並非是業平的平穩聲音,而是一個高高興興的歡快女聲。
「打擾你了!請問有沒有看見一個以穿著輕飄飄的紅色禮服的女孩子為中心的團體啊?有人說在這個方向看到過——,……唔。」
興高采烈一個勁兒說這話的人途中突然動搖了起來,開始仔細確認起回過頭來的少女的臉。隨後,她是注意到人種不同了吧。為此——雖然因為機密自己的臉部特寫幾乎沒有流出,而且事情都已經是兩年前了應該是沒問題的,但少女姑且還是拉了拉業平為了讓自己不顯眼而在本土買的稻草帽,遮擋自己的臉。少女的頭髮是黑色的,從後方看不出也是當然的。
儘管她沒穿制服,但少女注意到了她大概是「學園」的學生。從年齡來看,從和道上的少年少女以及遊客散發出的有所不同的氛圍來看……不,這孩子或許有點微妙?慢了一拍後少女重新想到。無論如何,她略顯驚慌的表情里透出了微妙的禮儀感,從這來看,她確實很有這個國家的人的感覺。
「誒,那個……嗯,he……Hello!那個,excuse me, red, skirt? Crimson?Dress 的lady——不對,小百華胸很小來著……啊,Washboard breast!的cute girl——」(譯:搓衣板胸部都出來了。是菖蒲真的這麼說的,不是我改的)
「——這孩子因為日語是我的母語的關係很努力學習過,所以聽得懂哦。」
這次毫無疑問是業平的聲音。
自覺臉上露出了淡淡微笑的少女回過頭去。同時貼上那張帶著笑意的臉頰的裝著果汁的易拉罐冰冰的很舒服。
「業平。」
「來,碳酸果汁。很少見到這種我就買了——那個,你是……『學園』的學生嗎?有什麼事情嗎?這孩子怎麼了?還是說你有什麼想問的?」
業平溫柔地問了之後,夾著大手提包的女孩子突然一驚。或許是因為業平長得帥所以吃驚吧。那孩子用驚慌的眼神交替看著業平與少女,「啊,是,是的。」,然後點了點頭。
「抱歉,我在找人……」
「Washboard breast?」
「是的,胸部就像搓衣板一樣……不過長得很可愛的……身上穿著紅色禮服的女孩子。在主幹道上,我聽說有人在這個方向看到過她。想著你是不是有見過就。」
業平的手從少女已經接過的罐子上鬆開,微笑道。
「啊,原來如此。大概是說那個吧。我有看到過哦。
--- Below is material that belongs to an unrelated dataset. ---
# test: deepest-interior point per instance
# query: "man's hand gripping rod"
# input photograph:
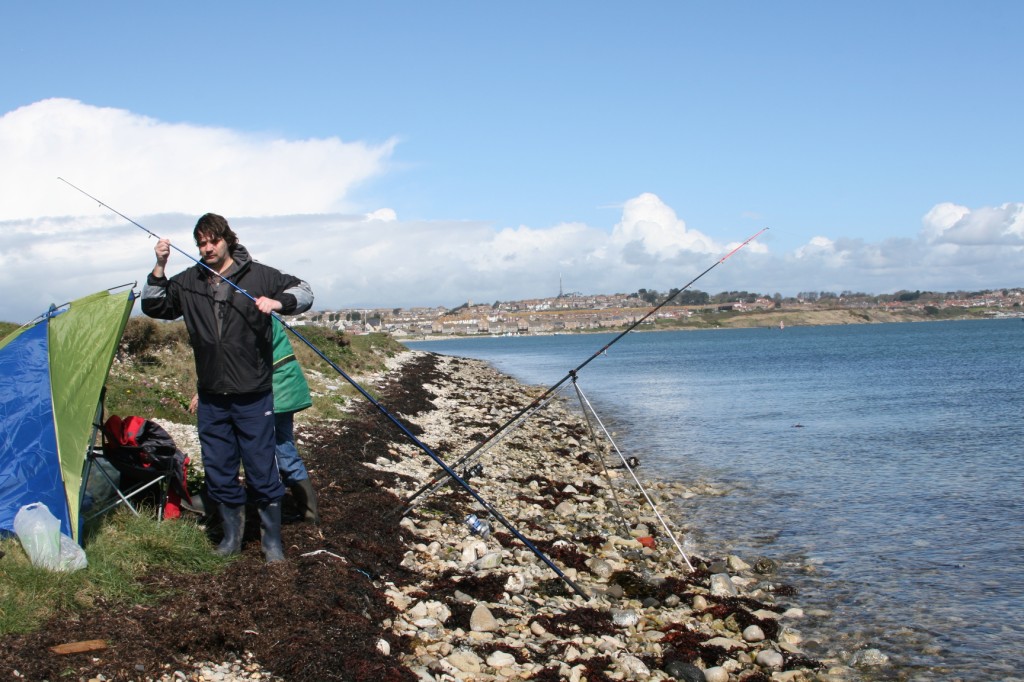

」
「真,真的嗎!?那個,她去哪邊——」
業平站在樹蔭底下的長凳邊看向沙灘——離那邊稍遠一些,立著好幾個海濱遮陽傘,遊客和貌似是休假中的駐島部隊的軍人團隊的人們正愉快的指著海灘。島上可以游泳的海灘雖然有好幾個,但從城市中心區域穿過生長茂盛的照葉樹形成的海岸林帶後立刻展現在眼前的這座沙灘因為最容易抵達而最具人氣。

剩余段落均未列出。